This work addresses online preemptive single-machine scheduling under the α-predictive model, where the processing time of a job is revealed only after it has been processed for an α-fraction of its total duration. The paper presents the first algorithm achieving a competitive ratio of O(1/(1−α)), which smoothly interpolates between the fully clairvoyant (α=0) and fully non-clairvoyant (α→1) extremes. The proposed algorithm integrates the Shortest Remaining Processing Time (SRPT) principle with non-clairvoyant scheduling strategies, and its performance is rigorously analyzed using the Borrow Graph framework. The resulting competitive ratio varies continuously with α and matches the corresponding randomized lower bound, thereby establishing the tightness of the algorithm’s performance guarantee.

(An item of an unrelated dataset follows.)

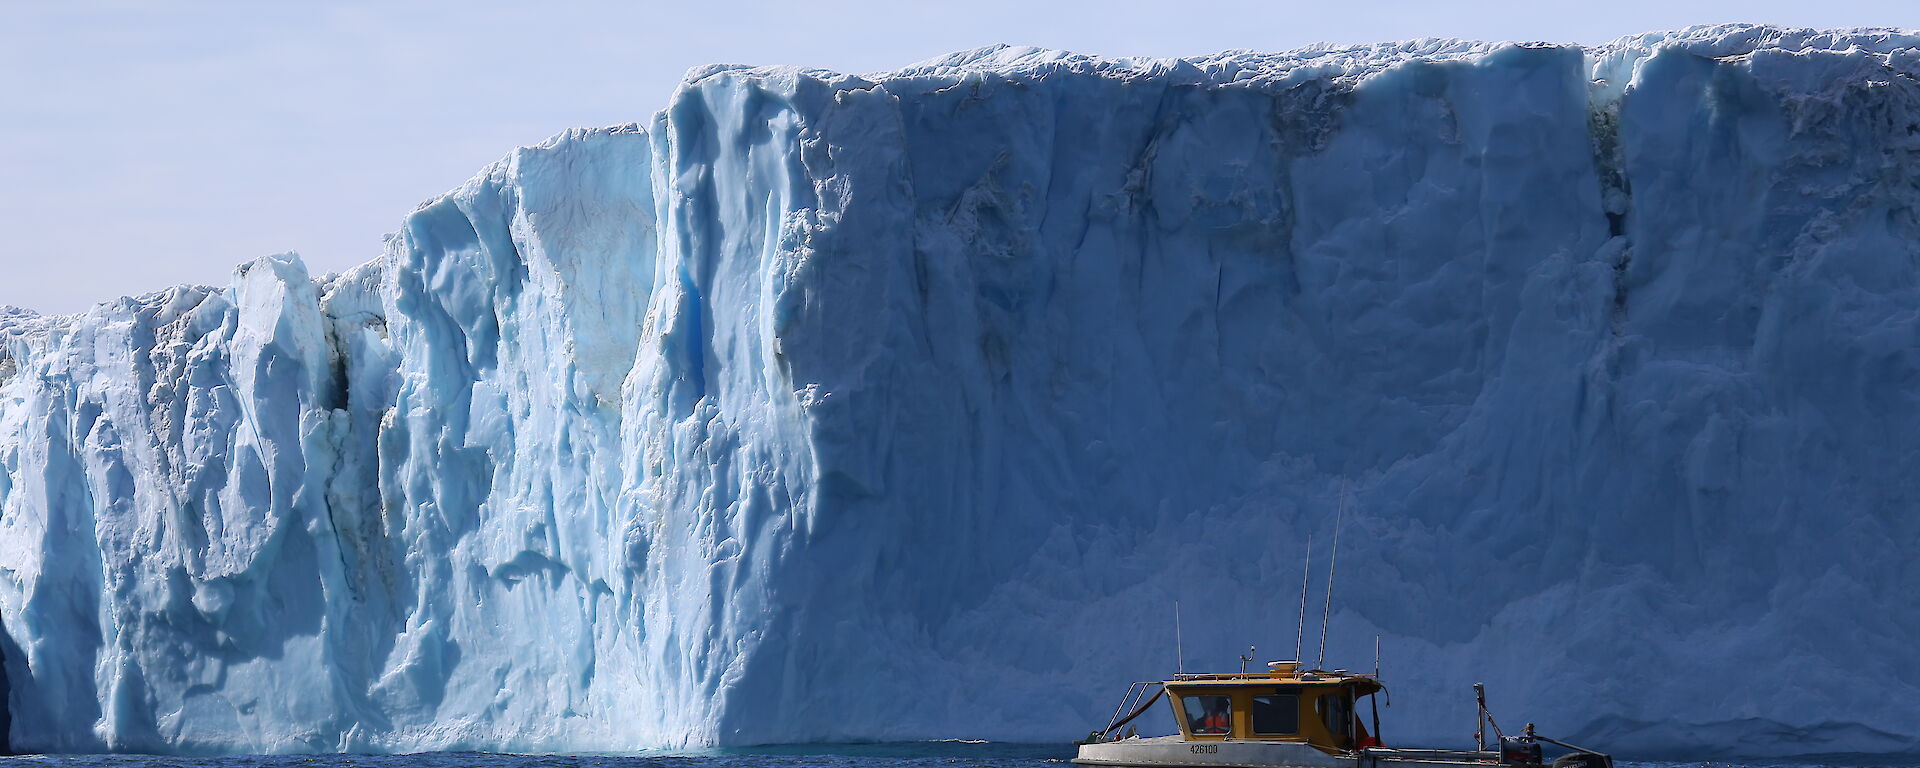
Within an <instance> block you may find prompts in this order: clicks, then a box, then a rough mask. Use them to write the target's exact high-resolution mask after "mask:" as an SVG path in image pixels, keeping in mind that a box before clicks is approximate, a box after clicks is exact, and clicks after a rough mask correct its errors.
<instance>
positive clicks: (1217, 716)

We study the problem of preemptively scheduling jobs online over time on a single machine to minimize the total flow time. In the traditional clairvoyant scheduling model, the scheduler learns about the processing time of a job at its arrival, and scheduling at any time the job with the shortest remaining processing time (SRPT) is optimal. In contrast, the practically relevant non-clairvoyant model assumes that the processing time of a job is unknown at its arrival, and is only revealed when it completes. Non-clairvoyant flow time minimization does not admit algorithms with a constant competitive ratio. Consequently, the problem has been studied under speed augmentation (JACM'00) or with predicted processing times (STOC'21, SODA'22) to attain constant guarantees. In this paper, we consider $α$-clairvoyant scheduling, where the scheduler learns the processing time of a job once it completes an $α$-fraction of its processing time. This naturally interpolates between clairvoyant scheduling ($α=0$) and non-clairvoyant scheduling ($α=1$). By elegantly fusing two traditional algorithms, we propose a scheduling rule with a competitive ratio of $\mathcal{O}(\frac{1}{1-α})$ whenever $0 \leq α< 1$. As $α$ increases, our competitive guarantee transitions nicely (up to constants) between the previously established bounds for clairvoyant and non-clairvoyant flow time minimization. We complement this positive result with a tight randomized lower bound.